Рожденный неповторимым…
Сравнивая друг с другом классические виды искусства, можно все-таки выделить некоторые постоянные признаки художественного образа. Например, ритм.
Как уже говорилось, волшебная сила ритма позволяет петь — прекрасно и легко людям-заикам, не способным сказать слова без усилия и напряжения. Ругаясь с соседкой, то есть греша, многие женщины не в силах освободиться от ритма, от образности, что еще больше усиливает душевные диссонансы, поскольку образ всегда охотнее служит добру, а не злу.
Известны примеры младенческого рева с зачатками художественности: в крик плачущего ребенка вдруг начинает вплетаться ритм и даже подобие мелодии…
Ритмичность одинаково нужна музыке и литературе, живописи и скульптуре, хореографии и архитектуре. Ритмичность, как мы видим, необходимая принадлежность жизни вообще…
Другим признаком художественного образа можно смело назвать композицию[15] (по-русски — соразмерность), присутствующую во всех видах творчества. Соразмерность. Разве не ощущается и в этом слове ближайшее родство с ритмом? Может быть, стоит в этом ряду поставить еще интонацию, но это понятие в нашем случае уже теряет определенность, становясь приблизительным. Далее начинается терминологическая пестрота: сюжет, стиль, мелодия, колорит и т. д. На ритме и соразмерности, пожалуй, и завершается определенность, если говорить о художественном образе в духе исследовательства. Возможен ли разговор в другом духе? Конечно. Но угроза скатиться к «исследовательству» существует при этом постоянно. Например, очень интересно отбросить от нашего словосочетания определение «художественный», а потом подумать над тем, что останется. Лингвистический способ общения с понятием образ ничуть не лучше любого другого способа. И все же, и все же…
Однокоренных слов к «образу» множество, вспомним некоторые из них. Образец. («Где, укажите нам, отечества отцы, которых мы должны принять за образцы?») Нечто самое лучшее, выверенное. В современной промышленности близкое к штампу. Образоваться — значит появиться, родиться, выявиться. Образование — это учение, приобретение знаний, но первоначально слово обозначало становление, образоваться — значит, стать кем-то, получить свое лицо. Вспомним и вечное «все образуется» Стивы Облонского, равносильное тому, что все вокруг рано или поздно обязательно придет в нормальное состояние. Выражение «таким образом» подразумевает некий итог, обобщение, иногда его употребляют и в смысле «таким способом». Своеобразный — значит особенный, неповторимый, непохожий. Безобразное, то есть безобразное, не имеющее своего лица, нечто абстрактное, отвратительное.

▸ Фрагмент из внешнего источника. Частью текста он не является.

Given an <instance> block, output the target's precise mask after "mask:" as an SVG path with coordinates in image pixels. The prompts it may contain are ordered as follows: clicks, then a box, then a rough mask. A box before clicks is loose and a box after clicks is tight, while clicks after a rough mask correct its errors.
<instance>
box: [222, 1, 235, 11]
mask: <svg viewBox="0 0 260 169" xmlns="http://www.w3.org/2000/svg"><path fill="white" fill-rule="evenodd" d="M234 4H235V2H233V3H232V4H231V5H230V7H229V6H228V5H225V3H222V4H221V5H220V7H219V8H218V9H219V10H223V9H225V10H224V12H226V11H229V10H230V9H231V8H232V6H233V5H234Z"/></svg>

А как много смыслов и смысловых оттенков в таких словах, как «изображение», «преображение», «воображение»! Что бы, однако, ни имелось в виду, когда используются эти и производимые от них понятия, первопричиной всего является все-таки образ, неповторимое воплощение сущего, художественное обобщение.
Вот мы и вернулись вновь к определению «художественный», а тайна художественного образа как была, так и осталась… После всего сказанного можно ли сделать вывод, что академическое познание, изучение творческого созидания никогда не встанет вровень с художественным восприятием этого созидания? Великое искусство потому и зовут великим, что оно понятно для всех, по крайней мере, для большинства. Вовсе не обязательно быть докой-специалистом, чтобы читать «Войну и мир» или смотреть и слушать «Лебединое озеро». Сложностью и недоступностью формы не так уж и редко маскирует посредственный художник недостаток таланта. Это не означает, что произведения великих, гениальных художников никогда не бывают сложными и непонятными. Разница между сложностью малоталантливого и сложностью гениального художника скорей всего в том, что в первом случае сложность топчется на одном месте, она статична, во втором — она движется, самораскрывается, обнаруживая все новые возможности произведения.